L’abbiamo trovato grazie alla musica. Delle sonorità soukous arrivavano dal lato sinistro della strada, da un locale dai muri arancioni e la scritta nera. Ci siamo. Siamo quasi arrivati a Matonge.
Con nostra sorpresa il quartiere non è introdotto da nessun cartello, al punto che ci chiediamo: siamo nel posto giusto? Gente africana, c’è. Ristoranti africani ci sono. Manca solo quella vitalità che ricordo di aver trovato due anni fa, quando per la prima volta mi portarono a mangiare a Matonge, il quartiere Congolse di Bruxelles.
Una città, tra parentesi, che sembra essere divisa per quartieri culturali: per arrivare a Matonge a piedi dalla Stazione Midi, bisogna passare per Rue De l’Angleterre, dove reganano Portoghesi e Spagnoli. Dopo un lungo tratto senza l’effervescenza delle (precoci) luci natalizie, si arriva a Louise, la fermata dello shopping su Boulevard du Midi.
Dopo esser passati davanti a Giorgio Armani, Zara, Ferragano e quant’altri, finalmente la nostra fermata: Port Namur, ma di Matonge neanche l’ombra.
Ci addentriamo nelle viuzze interne con i visi paralizzati dal freddo di inizio dicembre e scopriamo qui e lì pezzi di Matonge. Un negozio di frutta e verdura, un ristorante che si presta a centro culturale.. nel negozio chiediamo alle silenziose donne: “Ma dov’è Matonge.” La proprietaria inizia a rispondere ma la sua voce è sovrastata da quella di un signorotto con la barba incolta, il ventre tondo, che si aggira nel negozio da prima che arrivassimo. In un francese a denti serrati ci dice qualcosa come: “Matonge è di là, davanti la chiesa”
Su questo il signore aveva ragione, era davanti la chiesa.
Se a tratti il posto ricorda una strada africana, dall’altra fa venir in mente la zona del Pigneto a Roma.
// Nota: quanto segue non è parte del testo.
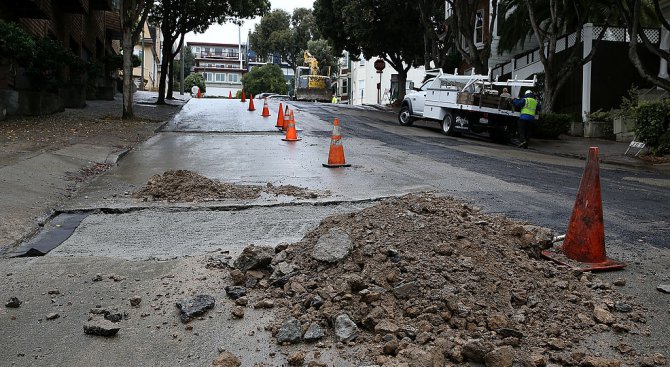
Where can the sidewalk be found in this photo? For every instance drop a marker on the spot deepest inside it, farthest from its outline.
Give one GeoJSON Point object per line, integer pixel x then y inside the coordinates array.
{"type": "Point", "coordinates": [45, 160]}
{"type": "Point", "coordinates": [610, 152]}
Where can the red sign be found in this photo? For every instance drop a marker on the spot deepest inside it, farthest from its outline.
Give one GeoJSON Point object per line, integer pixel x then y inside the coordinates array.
{"type": "Point", "coordinates": [380, 65]}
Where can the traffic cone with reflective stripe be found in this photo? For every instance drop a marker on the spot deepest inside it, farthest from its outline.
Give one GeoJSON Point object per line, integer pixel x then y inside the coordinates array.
{"type": "Point", "coordinates": [251, 102]}
{"type": "Point", "coordinates": [286, 117]}
{"type": "Point", "coordinates": [280, 117]}
{"type": "Point", "coordinates": [585, 239]}
{"type": "Point", "coordinates": [266, 110]}
{"type": "Point", "coordinates": [291, 133]}
{"type": "Point", "coordinates": [336, 153]}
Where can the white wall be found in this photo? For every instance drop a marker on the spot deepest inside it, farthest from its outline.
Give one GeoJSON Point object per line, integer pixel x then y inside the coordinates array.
{"type": "Point", "coordinates": [364, 79]}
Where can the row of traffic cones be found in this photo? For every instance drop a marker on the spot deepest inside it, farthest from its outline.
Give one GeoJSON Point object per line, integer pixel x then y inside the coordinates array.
{"type": "Point", "coordinates": [585, 238]}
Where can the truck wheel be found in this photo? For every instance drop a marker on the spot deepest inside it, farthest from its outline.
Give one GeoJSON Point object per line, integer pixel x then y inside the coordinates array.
{"type": "Point", "coordinates": [498, 135]}
{"type": "Point", "coordinates": [448, 124]}
{"type": "Point", "coordinates": [405, 116]}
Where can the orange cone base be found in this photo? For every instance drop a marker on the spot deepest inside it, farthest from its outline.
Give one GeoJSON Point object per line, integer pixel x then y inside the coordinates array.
{"type": "Point", "coordinates": [336, 165]}
{"type": "Point", "coordinates": [557, 255]}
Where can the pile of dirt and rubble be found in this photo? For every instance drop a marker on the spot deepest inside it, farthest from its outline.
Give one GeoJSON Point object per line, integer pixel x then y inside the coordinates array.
{"type": "Point", "coordinates": [430, 281]}
{"type": "Point", "coordinates": [185, 185]}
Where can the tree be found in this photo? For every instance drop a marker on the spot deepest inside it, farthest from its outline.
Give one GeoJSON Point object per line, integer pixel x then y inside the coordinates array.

Specialmente quando un gruppo di ragazzi grida “Bilaaa” e si dilegua. Segue dietro di loro un’auto della polizia. La poliziotta scende, si dirige verso un negozio con passo svelto e deciso. Ne esce con tre cartoni di pizza. Falso allarme.
Chissà se Matonge by night è diversa dalla versione diurna? Noi l’abbiamo osservata solo per un’oretta quando tutti i negozi belgi erano già chiusi, ma sicuramente impareremo di più il prossimo anno, quando qui ci passeremo due mesi per (IN)VISIBLE CITIES.